The authors suggest that exposure to paracetamol may be a risk factor for asthma and related allergic disorders. Nevertheless, as they state in their concluding paragraph:

“Evidence is insufficient to advise parents and health-care workers of the risk–benefit of taking paracetamol in childhood, or its comparative efficacy and safety with other approaches. Further research is urgently needed, including randomised controlled trials, into the long-term effects of paracetamol to enable evidence-based guidelines for the recommended use of paracetamol in childhood to be made.”

Another recent observational study has also reported an association between paracetamol and asthma: adults with asthma were more likely to have taken paracetamol regularly (i.e. weekly as opposed to less than weekly) than people without asthma. However, this study also has methodological limitations (see the NHS Choices review)
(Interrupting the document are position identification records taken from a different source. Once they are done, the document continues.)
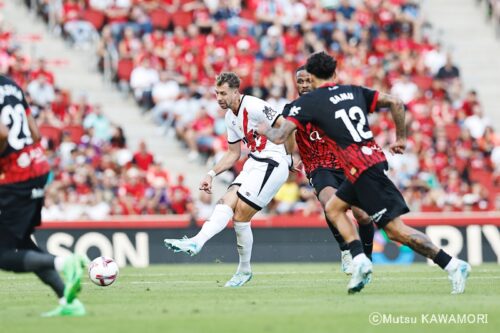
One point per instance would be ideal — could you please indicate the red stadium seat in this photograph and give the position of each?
(75, 131)
(95, 17)
(51, 133)
(124, 70)
(160, 18)
(182, 19)
(452, 131)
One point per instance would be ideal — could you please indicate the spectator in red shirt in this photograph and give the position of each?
(142, 158)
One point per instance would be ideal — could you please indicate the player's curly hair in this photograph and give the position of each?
(232, 80)
(321, 65)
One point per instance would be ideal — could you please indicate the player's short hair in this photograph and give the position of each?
(301, 68)
(321, 65)
(232, 80)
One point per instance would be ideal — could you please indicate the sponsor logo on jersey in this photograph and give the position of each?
(341, 97)
(366, 150)
(269, 112)
(294, 111)
(377, 216)
(37, 193)
(314, 136)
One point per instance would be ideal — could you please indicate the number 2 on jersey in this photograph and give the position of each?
(358, 133)
(15, 118)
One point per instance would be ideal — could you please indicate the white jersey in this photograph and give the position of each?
(243, 126)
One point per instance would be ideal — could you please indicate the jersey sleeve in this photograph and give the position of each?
(371, 97)
(299, 114)
(232, 136)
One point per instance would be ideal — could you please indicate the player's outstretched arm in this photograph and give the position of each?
(226, 162)
(4, 135)
(35, 133)
(398, 115)
(279, 134)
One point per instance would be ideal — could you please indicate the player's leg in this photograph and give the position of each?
(244, 241)
(265, 178)
(366, 230)
(458, 270)
(336, 210)
(325, 194)
(222, 214)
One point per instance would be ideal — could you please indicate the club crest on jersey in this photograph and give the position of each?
(314, 136)
(341, 97)
(294, 110)
(269, 112)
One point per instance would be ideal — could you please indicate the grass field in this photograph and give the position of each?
(281, 298)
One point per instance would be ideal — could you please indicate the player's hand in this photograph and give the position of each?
(206, 184)
(398, 147)
(298, 166)
(262, 128)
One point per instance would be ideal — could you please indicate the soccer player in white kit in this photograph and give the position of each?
(262, 176)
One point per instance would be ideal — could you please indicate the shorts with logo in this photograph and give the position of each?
(322, 177)
(376, 194)
(260, 180)
(20, 209)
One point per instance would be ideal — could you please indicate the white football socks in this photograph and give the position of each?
(219, 219)
(244, 240)
(452, 265)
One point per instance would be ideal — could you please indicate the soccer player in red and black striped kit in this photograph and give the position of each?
(23, 175)
(325, 174)
(341, 112)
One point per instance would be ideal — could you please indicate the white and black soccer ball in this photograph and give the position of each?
(103, 271)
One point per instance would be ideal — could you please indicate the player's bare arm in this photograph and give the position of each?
(35, 133)
(227, 161)
(4, 135)
(398, 115)
(278, 135)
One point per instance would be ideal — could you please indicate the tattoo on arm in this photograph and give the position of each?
(397, 111)
(422, 244)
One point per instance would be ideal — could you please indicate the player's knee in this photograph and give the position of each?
(10, 261)
(361, 216)
(393, 232)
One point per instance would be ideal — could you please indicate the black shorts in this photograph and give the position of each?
(321, 178)
(376, 194)
(21, 206)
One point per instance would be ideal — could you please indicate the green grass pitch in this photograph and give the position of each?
(281, 298)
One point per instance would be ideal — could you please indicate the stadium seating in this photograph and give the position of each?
(377, 43)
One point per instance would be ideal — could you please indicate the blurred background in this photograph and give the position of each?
(123, 93)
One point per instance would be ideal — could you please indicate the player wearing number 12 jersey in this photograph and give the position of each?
(263, 174)
(325, 174)
(341, 112)
(23, 175)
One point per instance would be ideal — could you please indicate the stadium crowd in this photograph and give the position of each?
(167, 53)
(95, 174)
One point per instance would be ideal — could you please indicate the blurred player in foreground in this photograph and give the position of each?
(262, 175)
(341, 112)
(23, 175)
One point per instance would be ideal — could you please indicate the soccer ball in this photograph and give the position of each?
(103, 271)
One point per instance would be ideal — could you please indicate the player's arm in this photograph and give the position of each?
(35, 133)
(4, 135)
(290, 141)
(226, 162)
(397, 108)
(280, 134)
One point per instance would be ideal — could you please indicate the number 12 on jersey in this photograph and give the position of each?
(355, 113)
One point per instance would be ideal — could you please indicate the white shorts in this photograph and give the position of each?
(260, 180)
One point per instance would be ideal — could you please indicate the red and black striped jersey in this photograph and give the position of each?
(340, 113)
(315, 150)
(22, 159)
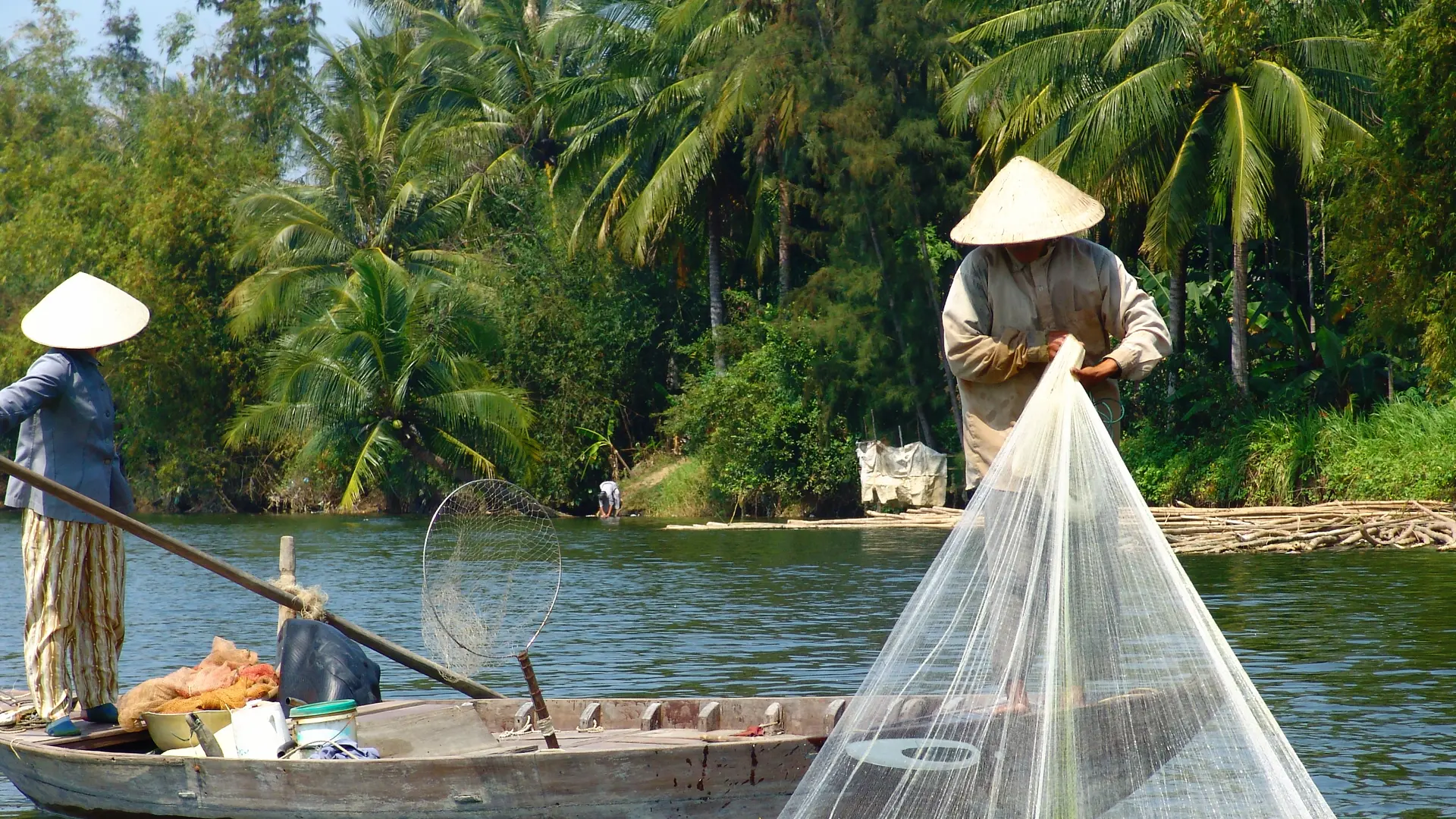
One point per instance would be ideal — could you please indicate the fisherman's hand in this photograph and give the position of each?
(1055, 343)
(1100, 372)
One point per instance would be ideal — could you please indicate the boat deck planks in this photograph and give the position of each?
(629, 760)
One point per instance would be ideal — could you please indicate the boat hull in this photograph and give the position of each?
(618, 774)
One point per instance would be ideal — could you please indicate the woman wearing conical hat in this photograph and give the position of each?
(1027, 286)
(74, 567)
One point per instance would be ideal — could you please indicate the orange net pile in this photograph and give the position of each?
(228, 678)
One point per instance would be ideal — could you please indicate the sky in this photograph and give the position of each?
(88, 15)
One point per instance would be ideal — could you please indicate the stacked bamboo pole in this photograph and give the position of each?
(1398, 523)
(1340, 525)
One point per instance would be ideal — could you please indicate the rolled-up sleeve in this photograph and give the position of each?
(44, 382)
(970, 350)
(1134, 318)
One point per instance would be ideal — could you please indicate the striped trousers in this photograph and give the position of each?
(74, 588)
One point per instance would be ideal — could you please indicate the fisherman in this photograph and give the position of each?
(1022, 290)
(1015, 299)
(74, 566)
(609, 500)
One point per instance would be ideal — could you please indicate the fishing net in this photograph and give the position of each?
(1056, 662)
(491, 575)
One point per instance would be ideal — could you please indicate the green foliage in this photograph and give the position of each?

NICE guidance on feverish illness in children states that antipyretic drugs should not routinely be given to children with fever who are otherwise well, but recommends either paracetamol or ibuprofen if the child appears distressed or is unwell. With regard to its use as an analgesic, paracetamol has advantages over NSAIDs including generally better gastrointestinal safety.  NSAIDs may provoke or worsen asthma symptoms in some children.

For more information on paracetamol and its role as an analgesic, see the pain section of NPC

Study details
Patients: 205,487 children in 31 countries (105,041 children from 20 countries included in multivariate analysis of paracetamol use in first year of life, and 105,023 children from 20 countries in multivariate analysis of current paracetamol use)

Design: Cross-sectional observational study

Outcomes and results: parent-reported prevalence of paracetamol use for fever in first year of life; paracetamol use and frequency in previous 12 months; symptoms of wheeze, rhinorrhoea and lacrimation, and itchy skin. The primary outcome was the association between paracetamol use for fever in the first year of life and asthma symptoms at 6-7 years of age, expressed as OR, as measured by the multivariate analysis (see text for results).

Sponsorship: The BUPA Foundation, the Health Research Council of New Zealand, the Asthma and Respiratory Foundation of New Zealand, the Child Health Research Foundation, the Hawke’s Bay Medical Research Foundation, the Waikato Medical Research Foundation, Glaxo Wellcome New Zealand, the New Zealand Lottery Board, Astra Zeneca New Zealand, and Glaxo Wellcome International Medical Affairs.